Metaは米資産運用大手BlackRockと共同で、テキサス州エルパソで建設中の大規模AIデータセンターキャンパスを開発・保有する合弁会社を設立する。総事業費は140億ドル(約2兆1000億円)。Metaは施設全体を長期で賃借し、2028年の稼働を見込む。

7月29日付の報道によると、両社はエルパソのデータセンターキャンパスを対象とする合弁会社の設立手続きを進めており、取引は数日以内に完了する見通しだ。

出資比率は、BlackRockが運用するファンドが80%、Metaが20%。開発費140億ドルを共同で負担する。

取引完了時には、Metaが土地と建設中資産を約23億ドル(約3450億円)相当で現物出資し、BlackRockは約49億ドル(約7350億円)を現金で拠出する。Metaは持ち分比率を維持するため、約10億ドル(約1500億円)の一時分配を受ける予定だ。BlackRockの投資資金の一部は、125億ドル(約1兆8750億円)の借入で賄うという。

Metaは合弁会社が保有するデータセンター全体を長期で賃借する。当初の賃借期間は4年で、延長オプションを行使すれば最長20年まで利用できる。あわせてMetaは、最大130億ドル(約1兆9500億円)の残存価値保証も提供する。

施設の運営はMetaが担う。建設管理から完成後のオペレーションまでMetaが担当し、当面は唯一のテナントとなる見通しだ。

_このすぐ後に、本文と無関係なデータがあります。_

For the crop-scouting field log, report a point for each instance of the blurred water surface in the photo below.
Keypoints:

プロジェクト規模は、当初計画から大幅に拡大した。Metaは2025年10月、エルパソでのデータセンター建設計画を初めて公表した際、延べ床面積約120万平方フィート、投資額15億ドル超、運営人員約100人、建設人員最大1800人、電力規模最大1GWとしていた。

今回の計画では、AI向け計算インフラとして1GW規模のキャンパスに拡張され、Metaの投資額も100億ドル超に膨らむ。建設人員は最大4000人、運営人員は300人に増える。すでに建設現場には2300人超が入っており、稼働時期は2028年を見込む。

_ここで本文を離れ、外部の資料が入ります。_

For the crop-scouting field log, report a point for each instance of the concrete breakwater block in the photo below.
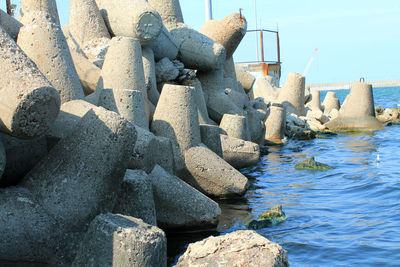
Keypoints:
(228, 32)
(176, 118)
(27, 231)
(43, 41)
(140, 20)
(240, 248)
(239, 153)
(235, 126)
(10, 24)
(136, 197)
(191, 209)
(291, 95)
(118, 240)
(88, 164)
(29, 103)
(212, 175)
(128, 103)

今回の取引のポイントは、資金調達手法の見直しにある。Metaはデータセンターを自社で直接保有するのではなく、外部投資家が大半の持ち分を持ち、自社は長期賃借する方式を選んだ。Metaはこれを「Meta Compute」戦略の一環と位置付け、AIインフラ投資の資金源を多様化する方針を示している。

マーク・ザッカーバーグ最高経営責任者(CEO)は、BlackRockとの協業によって「より速く、より大規模にAIインフラを構築できるようになった」とコメントした。

BlackRockの起用は、単なる資金受け入れではなく、競争手続きを経て決まったという。Metaはこの枠組みによって、巨額投資のバランスシート負担を抑えながら、AI向け計算インフラの拡張を加速させる狙いとみられる。

今回の案件は、Metaが進めるAIデータセンター投資戦略の延長線上にある。Metaは前年10月にも、Blue Owl Capitalが運用するファンドと共同で、Hyperionデータセンター開発の合弁会社を設立している。エルパソ案件は、外部資本を活用したAIインフラ投資モデルをさらに拡大した事例といえる。

業界では、Metaが今後ほかのAIデータセンタープロジェクトにも同様の枠組みを広げる可能性に注目が集まっている。所有は外部投資家と分担しつつ、施設運営と計算資源の主導権は自社で握る手法が、AIインフラ拡張の新たな標準になるとの見方も出ている。